# DeciLM-6B Starter
- 15x faster than llama in inference


In [None]:
# setting up
!pip install huggingface_hub --q
!pip install transformers --q
!pip install accelerate --q
!pip install bitsandbytes>=0.30.0 --q

In [None]:
# libararies
import torch
from transformers import AutoTokenizer, AutoModelForCausalLM, pipeline, TextStreamer

## Load the model

In [None]:
model_id = "Deci/DeciLM-6b"
model = AutoModelForCausalLM.from_pretrained(
    model_id,
    device_map = 'auto',
    trust_remote_code= True
)

## Preprocess with a Tokenizer

In [None]:
tokenizer = AutoTokenizer.from_pretrained(model_id)

tokenizer.pad_token = tokenizer.eos_token

model_inputs = tokenizer("A list of colors: red, blue", return_tensors = 'pt').to("cuda")

## Generate Text

In [None]:
generated_ids = model.generate(**model_inputs,
                               max_new_tokens = 40,
                              num_beams = 5,
                              early_stopping = True)

## decode
- decoding the output tensors

In [None]:
print(tokenizer.batch_decode(generated_ids, skip_special_tokens = True)[0])

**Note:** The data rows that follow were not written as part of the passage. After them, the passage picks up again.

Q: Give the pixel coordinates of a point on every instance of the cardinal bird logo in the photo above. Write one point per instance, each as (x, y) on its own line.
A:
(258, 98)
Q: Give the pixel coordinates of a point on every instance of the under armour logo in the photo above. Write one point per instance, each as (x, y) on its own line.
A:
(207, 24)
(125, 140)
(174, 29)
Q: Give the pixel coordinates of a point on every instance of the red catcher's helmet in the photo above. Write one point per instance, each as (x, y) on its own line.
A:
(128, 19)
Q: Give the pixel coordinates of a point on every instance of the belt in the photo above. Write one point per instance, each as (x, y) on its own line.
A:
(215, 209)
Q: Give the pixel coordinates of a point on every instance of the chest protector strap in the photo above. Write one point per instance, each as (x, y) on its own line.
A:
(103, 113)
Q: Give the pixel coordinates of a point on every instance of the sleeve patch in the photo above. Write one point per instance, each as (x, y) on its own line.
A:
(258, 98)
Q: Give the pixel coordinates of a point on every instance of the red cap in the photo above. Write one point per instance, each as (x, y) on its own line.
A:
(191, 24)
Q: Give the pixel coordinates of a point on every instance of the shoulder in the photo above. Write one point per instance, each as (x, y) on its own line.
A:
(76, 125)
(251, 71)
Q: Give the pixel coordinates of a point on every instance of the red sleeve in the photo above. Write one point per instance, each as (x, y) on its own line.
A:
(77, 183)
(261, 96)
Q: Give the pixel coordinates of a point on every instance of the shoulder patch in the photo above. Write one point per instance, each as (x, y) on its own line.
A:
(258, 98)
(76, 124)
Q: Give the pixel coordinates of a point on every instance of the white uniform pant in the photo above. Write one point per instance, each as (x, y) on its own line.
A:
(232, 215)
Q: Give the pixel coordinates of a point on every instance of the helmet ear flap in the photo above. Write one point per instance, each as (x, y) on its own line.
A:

## How to Control Text Generation

Text generation with Hugging Face Transformers is both an art and a science.

While model architecture and training data lay the foundation, parameters like num_beams, no_repeat_ngram_size, and early_stopping serve as fine-tuning knobs.

By understanding and adeptly adjusting these parameters, you can significantly enhance the quality of your model's generated text.

Experiment, iterate, and find the perfect balance for your unique application!

how these three in particular influence the quality and characteristics of generated text:

1) num_beams

2) no_repeat_ngram_size

3) early_stopping

In [None]:
def generate_text(prompt : str, max_new_token: int , temperature : float) -> str:
    model_inputs = tokenizer(prompt, return_tensors = 'pt').to('cuda')
    generated_ids = model.generate(**model_inputs, 
                                 max_new_tokens = max_new_token,
                                 num_beams = 5,
                                 no_repeat_ngram_size = 4,
                                 early_stopping = True)
    
    decode_generation = tokenizer.batch_decode(generated_ids, skip_special_tokens = False)[0]
    return print(decode_generation)

In [None]:
prompt = """In this blog post, we're going to talk about why waking up is"""
generate_text(prompt, 500, 0.25)

In [None]:
prompt = 'organic chemistry is'
generate_text(prompt, 1000,0.25)

In [None]:
prompt = """Dear recruiter, I write this letter of recommendation for my toddler
son for his application to the Hogwarts School of Monster Trucks and Classic Cars.
He has over 100 monster trucks and this is beyond an obsession
"""
generate_text(prompt, 500, 0.7)

In [None]:
prompt = """It was a clear dark night, a clear white moon. Warren G was on the street trying to consume"""
generate_text(prompt, 500, 0.7)